One solution that I have employed is to do this:
1) Create a custom management command, e.g.
python manage.py my_cool_command
2) Use cron (on Linux) or at (on Windows) to run my command at the required times.
This is a simple solution that doesn't require installing a heavy AMQP stack. However there are nice advantages to using something like Celery, mentioned in the other answers. In particular, with Celery it is nice to not have to spread your application logic out into crontab files. However the cron solution works quite nicely for a small to medium sized application and where you don't want a lot of external dependencies.
EDIT:
In later version of windows the at command is deprecated for Windows 8, Server 2012 and above. You can use schtasks.exe for same use.
**** UPDATE ****
This the new link of django doc for writing the custom management command
Celery is a distributed task queue, built on AMQP (RabbitMQ). It also handles periodic tasks in a cron-like fashion (see periodic tasks). Depending on your app, it might be worth a gander.
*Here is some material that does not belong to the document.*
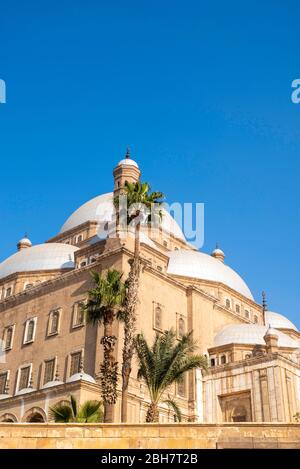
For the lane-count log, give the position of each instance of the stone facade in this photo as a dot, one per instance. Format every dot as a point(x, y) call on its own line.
point(242, 383)
point(150, 436)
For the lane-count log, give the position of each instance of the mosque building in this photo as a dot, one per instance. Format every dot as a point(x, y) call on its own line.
point(49, 352)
Celery is pretty easy to set up with django (docs), and periodic tasks will actually skip missed tasks in case of a downtime. Celery also has built-in retry mechanisms, in case a task fails.
We've open-sourced what I think is a structured app. that Brian's solution above alludes too. We would love any / all feedback!
https://github.com/tivix/django-cron
It comes with one management command:
./manage.py runcrons
That does the job. Each cron is modeled as a class (so its all OO) and each cron runs at a different frequency and we make sure the same cron type doesn't run in parallel (in case crons themselves take longer time to run than their frequency!)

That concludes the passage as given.